Breaking this down further, there are 159 family-owned companies in China (worth $2.48 trillion); 71 in Hong Kong (worth $505.1 billion), and 111 in India that make up the top three jurisdictions and 70 per cent of APAC market share, with a combined market cap of $3.9 trillion.

Highlights In Brief
Higher growth and profits
Family-owned companies typically perform 200 basis points higher than non-family-owned companies for both smaller and larger companies. They also tend to be more profitable, with superior returns seen across all regions globally.

“When talking to investors about family-owned companies, we often hear that they outperform because of a perceived longer-term investment focus compared to non-family-owned companies. Our analysis suggests that this is indeed the case,” Klerk said.

 


 

Performing better on ESG
On average, family-owned companies tend to have slightly better ESG scores than non-family-owned, leading on “E” environmental  and “S” social scores but lagging on “G“ governance as this chart shows.

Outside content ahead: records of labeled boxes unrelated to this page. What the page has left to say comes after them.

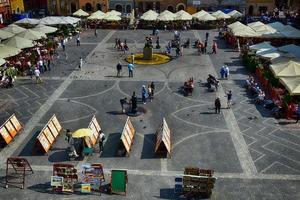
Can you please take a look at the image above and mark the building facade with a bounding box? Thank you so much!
[0,0,10,24]
[48,0,79,15]
[79,0,109,13]
[109,0,135,13]
[10,0,25,14]
[135,0,187,13]
[246,0,275,15]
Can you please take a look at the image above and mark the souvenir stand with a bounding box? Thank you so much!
[110,170,128,195]
[80,163,105,193]
[51,164,78,193]
[175,167,216,198]
[5,157,33,189]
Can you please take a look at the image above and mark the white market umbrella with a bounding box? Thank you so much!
[103,14,121,21]
[0,58,6,66]
[0,44,22,58]
[88,10,105,20]
[14,18,40,25]
[0,29,15,40]
[212,10,230,19]
[249,42,277,51]
[141,10,158,21]
[2,24,27,34]
[278,44,300,58]
[17,29,47,40]
[227,10,243,18]
[270,60,300,79]
[107,10,122,17]
[4,36,34,49]
[31,24,58,34]
[280,77,300,95]
[73,9,89,17]
[192,10,217,21]
[175,10,193,21]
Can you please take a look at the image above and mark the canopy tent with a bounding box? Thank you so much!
[157,10,176,21]
[0,44,21,58]
[141,10,158,21]
[175,10,193,21]
[227,10,243,18]
[103,13,121,21]
[0,58,6,66]
[192,10,217,21]
[2,24,26,34]
[15,18,40,25]
[268,22,285,32]
[106,10,122,17]
[270,60,300,76]
[4,36,34,49]
[279,77,300,95]
[31,24,58,34]
[228,21,247,29]
[17,29,47,40]
[248,22,284,38]
[212,10,230,19]
[278,44,300,58]
[88,10,105,20]
[73,9,89,17]
[282,25,300,39]
[61,16,81,24]
[0,29,15,40]
[249,42,277,51]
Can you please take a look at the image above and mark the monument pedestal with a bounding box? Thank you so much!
[143,47,153,60]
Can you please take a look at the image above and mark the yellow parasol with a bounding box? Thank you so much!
[72,128,93,138]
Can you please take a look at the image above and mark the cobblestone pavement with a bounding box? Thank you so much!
[0,30,300,200]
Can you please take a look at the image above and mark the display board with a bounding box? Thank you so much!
[88,115,101,146]
[120,117,135,155]
[0,114,23,144]
[37,115,62,153]
[155,118,172,156]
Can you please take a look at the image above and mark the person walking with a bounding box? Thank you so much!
[34,67,42,84]
[212,41,217,54]
[79,57,83,70]
[128,63,134,77]
[296,102,300,123]
[131,53,135,64]
[117,61,122,77]
[142,85,148,104]
[120,97,127,113]
[99,130,105,153]
[225,65,229,79]
[150,81,155,99]
[76,34,80,46]
[226,90,232,109]
[215,97,221,114]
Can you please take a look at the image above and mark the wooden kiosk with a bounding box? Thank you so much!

Beginning to match European standards

Not surprsingly, European family-owned companies shine in this area, scoring the highest for ESG of any region. But data suggests that APAC (ex-Japan) family businesses are scoring better on ESG than their US counterparts and rapidly closing the gap with Europe.

Older companies score better on ESG than younger ones
This is another interesting revelation, which the report suggests is down to older family-run companies having more established processes that allow them to address issues not tied directly to the bottom line but still relevant for business sustainability. It is also likely that younger businesses striving to establish a foothold are pushing back on sustainability issues, from supply chain operations to labour practices, seeing compliance in these areas as costly near-term burdens.

Returns of family-owned vs. non-family-owned companies

COVID-19 impact on the sector
This year, the report also delved into the exceptional circumstances thrown up by the pandemic. Eyes are particularly looking at how different regions have managed disruptions, and what the economic and social shocks have done for ESG uptake as the new byword for business resilience. Reports on how well Asia has been integrating ESG into investment processes and company practices have been mixed.

Credit Suisse reckons that in spite of the pandemic putting more emphasis on social aspects, research found that family-owned companies trail their non-family-owned peers on a host of ESG measures, most noticeably on human rights and modern slavery-related policies. On average, they also have less diverse management boards. Fewer of them have support groups for the lesbian, gay, bisexual and trans (LGBT), black, and Asian and minority ethnic (BAME) communities, or have made any public statements related to United Nation principles.

Again, looking at how roughly 300 individual companies have ridden the COVID-19 crisis, the report found little difference in approaches. Even though both sets suffered revenue losses, family-owned companies were slightly less worried about their future than non-family owned. They were also less likely to furlough staff (46 per cent versus 55 per cent) and more likely to have put support programmes in place, more so than businesses in Europe or the US. Although this may be because the US and European governments have pumped in massive support packages.

As these schemes unwind, it raises the question of whether Asian companies, already less reliant on state intervention, are going to bounce back more vigorously than other markets.

Even though family-owned companies are known for "sticking to what they know," both groups said that operations are likely to change, with 60 per cent of non-family-owned and 48 per cent of family-owned companies believing that they will shift to a more flexible rather than a full-time workforce in a post-COVID world.